The NHMRC guidelines for healthy eating were revised in January of this year. A big shift was the revised advice regarding foods and drinks containing added sugars. The revised guidelines now say to "limit" their intake.
According to Dr Rooney, while at first glance this may appear to be mere semantics, on closer inspection it shifts foods and drinks containing added sugar into the same category as foods high in fat and salt.
"If the canteen guidelines are to reflect the current NHMRC guidelines then the assessment of foods made available for sale in canteens should also be revised to include sugar as a category for exclusion just as fat and salt already are," states Dr Rooney.

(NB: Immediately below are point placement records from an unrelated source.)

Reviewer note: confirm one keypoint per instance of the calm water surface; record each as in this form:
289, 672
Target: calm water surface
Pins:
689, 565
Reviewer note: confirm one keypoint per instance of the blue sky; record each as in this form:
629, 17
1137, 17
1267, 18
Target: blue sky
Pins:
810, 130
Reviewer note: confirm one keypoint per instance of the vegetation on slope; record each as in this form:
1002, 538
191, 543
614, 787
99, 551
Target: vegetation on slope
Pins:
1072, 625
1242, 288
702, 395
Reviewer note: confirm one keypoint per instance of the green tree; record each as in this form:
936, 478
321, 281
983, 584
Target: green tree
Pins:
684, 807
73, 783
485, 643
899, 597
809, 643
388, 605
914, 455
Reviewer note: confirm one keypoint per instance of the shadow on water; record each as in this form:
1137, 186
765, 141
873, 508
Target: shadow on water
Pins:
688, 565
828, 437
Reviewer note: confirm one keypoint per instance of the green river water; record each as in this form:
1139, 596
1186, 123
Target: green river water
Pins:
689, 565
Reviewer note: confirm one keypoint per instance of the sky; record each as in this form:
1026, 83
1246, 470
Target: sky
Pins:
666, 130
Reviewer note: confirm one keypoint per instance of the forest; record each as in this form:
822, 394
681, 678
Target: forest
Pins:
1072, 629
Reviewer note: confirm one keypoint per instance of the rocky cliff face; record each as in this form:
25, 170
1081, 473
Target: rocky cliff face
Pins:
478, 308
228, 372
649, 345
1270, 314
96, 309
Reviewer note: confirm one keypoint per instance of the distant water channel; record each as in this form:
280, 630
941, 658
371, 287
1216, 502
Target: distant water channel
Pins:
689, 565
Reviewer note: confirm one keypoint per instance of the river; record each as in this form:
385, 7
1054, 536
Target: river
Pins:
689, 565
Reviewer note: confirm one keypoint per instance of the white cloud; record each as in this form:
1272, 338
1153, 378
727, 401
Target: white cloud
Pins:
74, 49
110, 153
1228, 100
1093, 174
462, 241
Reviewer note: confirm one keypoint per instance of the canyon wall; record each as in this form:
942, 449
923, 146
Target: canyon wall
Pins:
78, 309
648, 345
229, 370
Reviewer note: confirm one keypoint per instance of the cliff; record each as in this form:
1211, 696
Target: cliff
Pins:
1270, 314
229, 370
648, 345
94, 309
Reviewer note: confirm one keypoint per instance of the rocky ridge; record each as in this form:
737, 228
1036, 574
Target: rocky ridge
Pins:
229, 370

"I am amazed that no one cares to check for compliance. The responsibility of ensuring the promotion of healthy eating in our schools falls on the intrinsic motivation of the school principal or the enthusiasm of the school community or the Parents & Citizens' Association."

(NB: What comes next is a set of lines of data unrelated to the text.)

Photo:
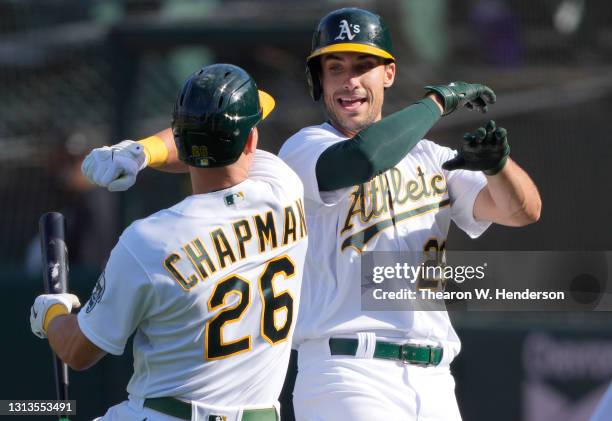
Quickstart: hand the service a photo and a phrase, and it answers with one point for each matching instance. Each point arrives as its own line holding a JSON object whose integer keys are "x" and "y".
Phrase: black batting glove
{"x": 463, "y": 94}
{"x": 484, "y": 150}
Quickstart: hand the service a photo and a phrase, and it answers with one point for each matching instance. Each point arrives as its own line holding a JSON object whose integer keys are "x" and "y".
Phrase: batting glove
{"x": 46, "y": 307}
{"x": 115, "y": 167}
{"x": 463, "y": 94}
{"x": 485, "y": 150}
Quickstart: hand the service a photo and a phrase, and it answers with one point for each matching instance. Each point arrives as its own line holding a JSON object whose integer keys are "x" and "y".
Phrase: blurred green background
{"x": 77, "y": 74}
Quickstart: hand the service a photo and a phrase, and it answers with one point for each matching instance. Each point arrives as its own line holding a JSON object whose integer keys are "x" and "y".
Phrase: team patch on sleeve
{"x": 97, "y": 293}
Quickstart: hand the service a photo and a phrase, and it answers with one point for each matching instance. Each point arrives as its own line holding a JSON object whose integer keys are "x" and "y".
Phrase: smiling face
{"x": 353, "y": 89}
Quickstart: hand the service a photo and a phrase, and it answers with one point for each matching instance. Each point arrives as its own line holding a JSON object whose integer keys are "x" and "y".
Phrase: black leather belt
{"x": 424, "y": 355}
{"x": 181, "y": 409}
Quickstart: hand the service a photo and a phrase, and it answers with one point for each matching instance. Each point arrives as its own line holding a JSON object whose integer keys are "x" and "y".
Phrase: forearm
{"x": 70, "y": 345}
{"x": 163, "y": 160}
{"x": 511, "y": 198}
{"x": 377, "y": 148}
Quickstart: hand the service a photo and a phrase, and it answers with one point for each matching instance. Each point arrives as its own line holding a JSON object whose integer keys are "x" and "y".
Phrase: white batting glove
{"x": 57, "y": 303}
{"x": 115, "y": 167}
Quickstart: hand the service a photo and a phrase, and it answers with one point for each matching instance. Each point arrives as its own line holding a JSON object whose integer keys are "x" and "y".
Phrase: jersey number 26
{"x": 216, "y": 347}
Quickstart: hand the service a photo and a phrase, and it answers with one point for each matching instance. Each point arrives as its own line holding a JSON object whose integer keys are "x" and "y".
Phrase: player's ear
{"x": 251, "y": 144}
{"x": 389, "y": 74}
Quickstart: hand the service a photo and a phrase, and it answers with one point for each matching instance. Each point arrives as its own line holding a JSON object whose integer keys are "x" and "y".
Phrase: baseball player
{"x": 211, "y": 286}
{"x": 374, "y": 184}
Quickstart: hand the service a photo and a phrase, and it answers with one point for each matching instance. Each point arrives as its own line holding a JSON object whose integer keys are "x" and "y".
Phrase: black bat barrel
{"x": 52, "y": 227}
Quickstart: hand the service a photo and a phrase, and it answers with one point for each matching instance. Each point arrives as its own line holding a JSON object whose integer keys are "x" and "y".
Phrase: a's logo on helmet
{"x": 200, "y": 154}
{"x": 345, "y": 29}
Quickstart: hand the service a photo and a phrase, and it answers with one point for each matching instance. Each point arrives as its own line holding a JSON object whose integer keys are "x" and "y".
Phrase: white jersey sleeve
{"x": 119, "y": 302}
{"x": 302, "y": 151}
{"x": 463, "y": 187}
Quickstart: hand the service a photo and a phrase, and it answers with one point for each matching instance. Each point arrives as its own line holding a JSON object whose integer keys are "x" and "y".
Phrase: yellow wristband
{"x": 54, "y": 311}
{"x": 155, "y": 150}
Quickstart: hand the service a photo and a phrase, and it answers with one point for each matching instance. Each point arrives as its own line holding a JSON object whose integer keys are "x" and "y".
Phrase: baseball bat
{"x": 52, "y": 227}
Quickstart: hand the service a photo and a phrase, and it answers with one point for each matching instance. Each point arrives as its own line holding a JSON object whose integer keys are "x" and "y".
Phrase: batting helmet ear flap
{"x": 313, "y": 79}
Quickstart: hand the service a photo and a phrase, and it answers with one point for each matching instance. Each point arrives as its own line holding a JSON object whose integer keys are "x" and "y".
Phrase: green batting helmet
{"x": 347, "y": 30}
{"x": 214, "y": 113}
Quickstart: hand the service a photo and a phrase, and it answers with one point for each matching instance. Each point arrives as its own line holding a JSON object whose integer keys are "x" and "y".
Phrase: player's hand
{"x": 115, "y": 167}
{"x": 485, "y": 150}
{"x": 463, "y": 94}
{"x": 48, "y": 306}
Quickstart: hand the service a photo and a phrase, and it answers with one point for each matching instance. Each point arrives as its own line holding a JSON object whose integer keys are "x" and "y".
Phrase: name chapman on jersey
{"x": 479, "y": 294}
{"x": 229, "y": 244}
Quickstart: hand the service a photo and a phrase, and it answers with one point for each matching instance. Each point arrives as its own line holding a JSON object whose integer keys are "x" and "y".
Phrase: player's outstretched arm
{"x": 50, "y": 318}
{"x": 116, "y": 167}
{"x": 510, "y": 196}
{"x": 382, "y": 145}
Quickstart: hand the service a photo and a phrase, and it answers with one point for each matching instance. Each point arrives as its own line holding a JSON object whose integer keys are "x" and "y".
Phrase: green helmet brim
{"x": 351, "y": 47}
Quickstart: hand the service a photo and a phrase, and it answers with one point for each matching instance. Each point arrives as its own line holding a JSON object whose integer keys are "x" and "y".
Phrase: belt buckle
{"x": 405, "y": 361}
{"x": 403, "y": 357}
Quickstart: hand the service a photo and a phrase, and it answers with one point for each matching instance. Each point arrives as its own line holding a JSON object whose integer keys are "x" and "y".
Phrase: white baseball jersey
{"x": 211, "y": 287}
{"x": 345, "y": 222}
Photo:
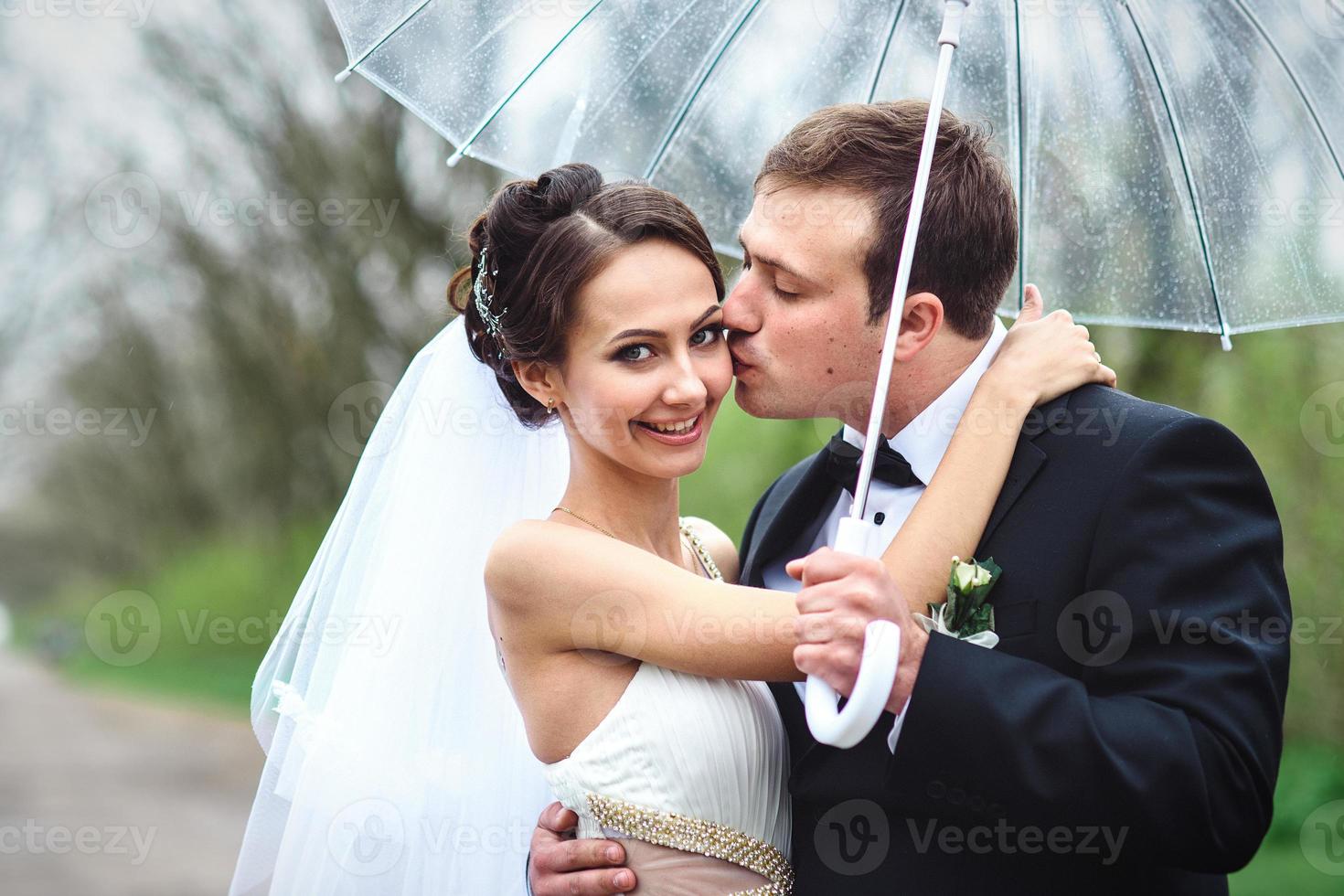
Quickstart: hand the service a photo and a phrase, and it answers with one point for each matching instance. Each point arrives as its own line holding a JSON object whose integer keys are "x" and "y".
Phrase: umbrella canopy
{"x": 1178, "y": 164}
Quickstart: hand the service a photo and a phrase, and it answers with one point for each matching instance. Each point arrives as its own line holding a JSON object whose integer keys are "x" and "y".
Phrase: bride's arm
{"x": 1040, "y": 360}
{"x": 557, "y": 587}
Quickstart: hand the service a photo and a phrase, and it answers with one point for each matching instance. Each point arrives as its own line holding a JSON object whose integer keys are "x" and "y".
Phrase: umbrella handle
{"x": 877, "y": 669}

This is concerning for a number of reasons states Dr Rooney.
"One of which is the inequity that arises between schools. There are some excellent examples of school communities that have come together to align their school canteens with the policy and poor examples of other schools that haven't. What does this say for the future of the children at the latter schools?"
"Research is indicating that eating habits developed during childhood persists into young adulthood. The self-regulatory approach to school canteens is encouraging the development of the next generation of junk food consumers as a consequence of weak policy," says Dr Rooney.